Le Comité des avocats en défense des manifestants a immédiatement dénoncé cette attaque, en soulignant que l’application du couvre-feu visant à interdire « la sortie et l’accès aux routes et aux rues » après 19h ne s’applique pas aux manifestants qui campent sur la place. Qui plus est, les autorités n’ayant pas prévenu les protestataires et ces derniers n’ayant pas de logements, cette décision les exposait à l’incertitude de trouver un logement et aux risques d’arrestations pour non-respect du couvre-feu. Pour ces raisons, le Comité des avocats a demandé au ministère de l’intérieur la suspension immédiate de cette agression contre les protestataires et a dénoncé l’usage disproportionné de la force dans cette attaque du campement.

Cette dénonciation par les avocats et les militant·e·s n’a toutefois pas altéré la décision du ministre de l’Intérieur. Le lendemain, la police est justement venue terminer son travail en enlevant les dernières tentes et en « nettoyant » la place des traces de la révolution. Les manifestants et manifestantes qui le pouvaient sont rentrées dans leurs régions. La situation se révèle plus délicate pour une dizaine d’entre eux qui, venant de régions opposées au soulèvement populaire, pourraient subir des représailles en rentrant chez eux. Des réseaux militants sont depuis à l’œuvre pour leur trouver un lieu dans lequel ils puissent se confiner d’ici la fin de la crise sanitaire.

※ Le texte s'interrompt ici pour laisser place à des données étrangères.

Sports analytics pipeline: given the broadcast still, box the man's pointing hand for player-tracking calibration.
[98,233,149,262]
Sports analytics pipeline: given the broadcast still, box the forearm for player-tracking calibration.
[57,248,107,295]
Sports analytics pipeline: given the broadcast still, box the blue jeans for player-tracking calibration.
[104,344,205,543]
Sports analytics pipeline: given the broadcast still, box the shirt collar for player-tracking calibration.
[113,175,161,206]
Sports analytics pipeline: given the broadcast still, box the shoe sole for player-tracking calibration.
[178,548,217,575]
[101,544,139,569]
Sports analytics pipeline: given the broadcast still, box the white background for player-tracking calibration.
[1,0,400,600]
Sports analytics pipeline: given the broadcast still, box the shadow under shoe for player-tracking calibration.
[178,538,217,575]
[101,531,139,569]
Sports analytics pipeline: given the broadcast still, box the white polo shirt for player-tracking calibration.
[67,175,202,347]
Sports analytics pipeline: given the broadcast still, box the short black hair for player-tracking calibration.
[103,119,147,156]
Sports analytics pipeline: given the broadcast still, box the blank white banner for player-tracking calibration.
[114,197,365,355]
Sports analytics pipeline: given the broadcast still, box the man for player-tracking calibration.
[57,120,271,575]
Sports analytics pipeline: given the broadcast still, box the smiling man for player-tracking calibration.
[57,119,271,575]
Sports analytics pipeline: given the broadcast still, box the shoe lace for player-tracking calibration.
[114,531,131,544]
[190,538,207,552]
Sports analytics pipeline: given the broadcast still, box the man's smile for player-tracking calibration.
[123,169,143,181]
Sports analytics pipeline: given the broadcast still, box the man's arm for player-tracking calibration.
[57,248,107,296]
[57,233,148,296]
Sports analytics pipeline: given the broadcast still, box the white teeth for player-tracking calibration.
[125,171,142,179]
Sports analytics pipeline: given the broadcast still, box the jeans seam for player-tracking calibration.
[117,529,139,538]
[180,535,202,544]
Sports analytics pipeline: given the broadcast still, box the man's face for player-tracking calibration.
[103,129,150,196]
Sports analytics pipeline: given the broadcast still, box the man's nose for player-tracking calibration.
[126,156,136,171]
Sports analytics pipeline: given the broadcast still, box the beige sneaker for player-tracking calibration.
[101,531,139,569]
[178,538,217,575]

Cette attaque contre le mouvement social s’ajoute aux multiples critiques faites à l’encontre des mesures prises par le gouvernement pour gérer la crise sanitaire et économique. Alors que le code du travail libanais ne protège pas les travailleurs et travailleuses, qu’une grande partie de la population est employée dans le secteur informel et que beaucoup travaillent comme journaliers, le confinement entraîne la paupérisation rapide de toute une partie de la population. En ce mois de mars, les chiffres sont tombés : 45% de la population libanaise vit en dessous du seuil de pauvreté. Face à ces situations désespérées, la population est retournée dans la rue ce week-end. Ainsi ce samedi, des activistes de Akkar ont interpellé le député de la région quant à sa gestion de la crise sanitaire et économique. Alors que la situation a dégénéré, l’altercation s’est terminée par une série de coups de feu de la part de la police. Deux activistes ont été arrêtés le lendemain, et remis en liberté lundi, l’un d’entre eux avec la main cassée. Ce dimanche, des libanais et libanaises sont également descendues dans les rues de Tripoli ou de la banlieue sud de Beyrouth scandant « ne nous confinez pas, nourrissez-nous » ou encore « nous voulons manger, nous voulons vivre », pour exiger des mesures contre la crise économique et sanitaire qui frappe de plein fouet les classes populaires.